The court explained that the determination that Gaffney had engaged in insubordination was supported by substantial evidence.* In addition, said the court, “substantial evidence supports the finding of the Hearing Officer, which [the City] adopted, that [Gaffney] failed to make a good faith effort to notify the City of the information to be disclosed and, therefore, [Gaffney’s] disclosure to DOH was not protected by Civil Service Law §75-b.”
§75-b of the Civil Service Law, the so-called “whistle-blower law,” provides, in pertinent part, that prior to disclosing information to a governmental body "(i) regarding a violation of a law, rule or regulation which violation creates and presents a substantial and specific danger to the public health or safety; or (ii) which the employee reasonably believes to be true and reasonably believes constitutes an improper governmental action," the employee shall make a good faith effort "to provide the appointing authority or his or her designee the information to be disclosed and shall provide the appointing authority or designee a reasonable time to take appropriate action unless there is imminent and serious danger to public health or safety.”

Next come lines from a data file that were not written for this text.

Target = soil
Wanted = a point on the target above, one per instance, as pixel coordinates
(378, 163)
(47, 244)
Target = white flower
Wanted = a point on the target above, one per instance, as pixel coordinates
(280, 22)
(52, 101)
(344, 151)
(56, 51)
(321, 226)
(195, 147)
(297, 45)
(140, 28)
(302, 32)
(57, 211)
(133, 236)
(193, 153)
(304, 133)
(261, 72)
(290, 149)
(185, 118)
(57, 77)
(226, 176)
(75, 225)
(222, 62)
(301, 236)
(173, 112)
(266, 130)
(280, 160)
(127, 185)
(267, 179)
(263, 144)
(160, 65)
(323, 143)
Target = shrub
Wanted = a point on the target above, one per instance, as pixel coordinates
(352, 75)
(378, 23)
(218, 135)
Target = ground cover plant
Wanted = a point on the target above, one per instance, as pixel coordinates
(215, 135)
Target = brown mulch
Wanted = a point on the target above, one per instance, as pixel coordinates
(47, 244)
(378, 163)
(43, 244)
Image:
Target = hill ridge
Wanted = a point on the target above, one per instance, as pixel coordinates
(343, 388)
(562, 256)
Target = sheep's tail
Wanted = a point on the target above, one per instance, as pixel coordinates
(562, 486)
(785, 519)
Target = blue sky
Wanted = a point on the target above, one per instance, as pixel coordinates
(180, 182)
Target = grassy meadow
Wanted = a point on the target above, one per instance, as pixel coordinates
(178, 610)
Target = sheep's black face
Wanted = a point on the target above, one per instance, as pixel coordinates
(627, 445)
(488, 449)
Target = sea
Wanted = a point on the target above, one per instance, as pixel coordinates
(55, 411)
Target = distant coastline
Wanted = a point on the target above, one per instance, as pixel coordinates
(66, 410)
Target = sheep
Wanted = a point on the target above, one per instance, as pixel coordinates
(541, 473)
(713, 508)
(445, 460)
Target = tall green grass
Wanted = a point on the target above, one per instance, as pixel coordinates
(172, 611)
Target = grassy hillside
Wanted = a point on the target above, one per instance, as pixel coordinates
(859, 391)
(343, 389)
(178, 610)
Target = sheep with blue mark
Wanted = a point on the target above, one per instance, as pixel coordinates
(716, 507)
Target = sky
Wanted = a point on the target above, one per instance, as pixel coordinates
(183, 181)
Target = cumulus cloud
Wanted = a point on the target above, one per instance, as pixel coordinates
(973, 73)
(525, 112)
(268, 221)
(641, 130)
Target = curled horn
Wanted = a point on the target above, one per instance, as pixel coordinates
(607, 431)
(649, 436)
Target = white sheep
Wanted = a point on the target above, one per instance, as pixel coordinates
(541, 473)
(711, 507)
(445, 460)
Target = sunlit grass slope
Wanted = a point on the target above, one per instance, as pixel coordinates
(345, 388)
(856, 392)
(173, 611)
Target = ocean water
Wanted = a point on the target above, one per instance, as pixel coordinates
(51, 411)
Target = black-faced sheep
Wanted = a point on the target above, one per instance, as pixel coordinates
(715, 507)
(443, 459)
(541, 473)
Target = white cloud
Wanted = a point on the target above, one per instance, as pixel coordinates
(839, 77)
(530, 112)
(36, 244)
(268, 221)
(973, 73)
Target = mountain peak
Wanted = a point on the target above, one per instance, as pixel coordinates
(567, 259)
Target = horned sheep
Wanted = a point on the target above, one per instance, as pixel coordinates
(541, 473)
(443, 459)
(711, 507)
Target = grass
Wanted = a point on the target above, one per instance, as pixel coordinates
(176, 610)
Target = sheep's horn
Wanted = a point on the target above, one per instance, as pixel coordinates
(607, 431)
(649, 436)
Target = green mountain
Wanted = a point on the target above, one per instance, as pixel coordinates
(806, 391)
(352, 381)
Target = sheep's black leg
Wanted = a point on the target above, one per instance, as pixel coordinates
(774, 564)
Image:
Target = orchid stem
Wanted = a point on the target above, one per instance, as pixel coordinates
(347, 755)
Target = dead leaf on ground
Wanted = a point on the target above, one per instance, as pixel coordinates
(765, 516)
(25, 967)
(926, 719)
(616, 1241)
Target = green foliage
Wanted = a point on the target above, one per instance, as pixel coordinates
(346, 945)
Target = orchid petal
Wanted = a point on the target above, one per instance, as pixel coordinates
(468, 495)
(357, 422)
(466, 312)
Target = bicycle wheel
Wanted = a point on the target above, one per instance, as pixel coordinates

While Gaffney contended that “such an effort would have been futile,” the Appellate Division concluded that Gaffney’s testimony to that effect merely raised an issue of credibility that the Hearing Officer was entitled to resolve against him.
Turning to the penalty imposed by Gaffney’s employer, the court said it had concluded that the penalty of termination is not "so disproportionate to the offense as to be shocking to one's sense of fairness and thus does not constitute an abuse of discretion as a matter of law … particularly in light of [Gaffney’s] statement that he would take the same action again if he were placed in the same situation.”
* Substantial evidence was described by the court as "such relevant proof as a reasonable mind may accept as adequate to support a conclusion or ultimate fact."